There's this quote early in the article about the Fourth Estate being the most
powerful, and yet by the end I'm supposed to assume all these things to accept
this claim that "monopoly control" of the Second Estate exists on fact-
checking?

What I actually see is an article where someone started with a conclusion
(that some sort of free-market/libertarianism/lassaiz-faire/whatever brand of
let tech companies do whatever they want is The Way) and then spent a lot of
time thinking about how to reach it.

------
icodestuff
> The third concern is what has dominated the news cycle as of late:
> Facebook’s decision to not fact-check any posts or ads from politicians.
> This is largely being framed as aiding President Trump in particular, which
> is probably both true and also an unsurprising complaint from the Second
> Estate used to having monopoly control over fact-checking.

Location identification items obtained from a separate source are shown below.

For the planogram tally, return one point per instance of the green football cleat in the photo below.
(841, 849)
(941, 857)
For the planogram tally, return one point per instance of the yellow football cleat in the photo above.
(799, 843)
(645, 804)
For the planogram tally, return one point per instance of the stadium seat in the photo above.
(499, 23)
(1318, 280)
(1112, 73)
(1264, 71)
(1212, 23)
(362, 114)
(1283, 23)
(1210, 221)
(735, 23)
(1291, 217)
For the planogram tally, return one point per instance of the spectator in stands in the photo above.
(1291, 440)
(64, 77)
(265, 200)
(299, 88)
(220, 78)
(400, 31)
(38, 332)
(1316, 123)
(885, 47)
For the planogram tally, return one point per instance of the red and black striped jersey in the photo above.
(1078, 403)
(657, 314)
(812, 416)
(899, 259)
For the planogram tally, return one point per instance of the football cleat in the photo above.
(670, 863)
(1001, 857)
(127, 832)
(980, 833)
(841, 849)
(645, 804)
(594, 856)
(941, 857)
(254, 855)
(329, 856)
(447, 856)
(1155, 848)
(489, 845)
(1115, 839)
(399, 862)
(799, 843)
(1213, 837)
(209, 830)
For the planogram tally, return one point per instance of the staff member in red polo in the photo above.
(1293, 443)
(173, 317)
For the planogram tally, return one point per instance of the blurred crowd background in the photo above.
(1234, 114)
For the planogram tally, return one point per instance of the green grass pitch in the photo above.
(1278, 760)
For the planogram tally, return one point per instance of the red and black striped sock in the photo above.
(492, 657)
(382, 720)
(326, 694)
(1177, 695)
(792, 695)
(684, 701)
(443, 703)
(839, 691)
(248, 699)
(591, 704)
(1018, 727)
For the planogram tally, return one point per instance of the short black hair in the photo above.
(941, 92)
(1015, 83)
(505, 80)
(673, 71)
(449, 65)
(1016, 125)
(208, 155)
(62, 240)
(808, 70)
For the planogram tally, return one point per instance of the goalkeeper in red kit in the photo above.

> The broader issue is that the third concern and first concern are so clearly
> in direct opposition to each other. If Facebook has the potential for
> immense influence on politics, why on earth would anyone want the company
> policing political speech?

Maybe because they're fact-checking lots of other things to promote themselves
as a platform you can find facts on? I don't know, I'd think if there was any
ostensible non-partisan shared value in a democracy, it'd be a desire for
factual information. Spun and biased, sure, but fundamentally factual. (In
reality, I don't think this is true anymore, at least from the head of the
executive branch and his sycophants, but this shared value is not irreparably
broken nationwide.) If Facebook isn't going to fact-check anything, then
that's one thing, but if they're going to fact-check some things, it's far
from unreasonable for them to fact-check political ads.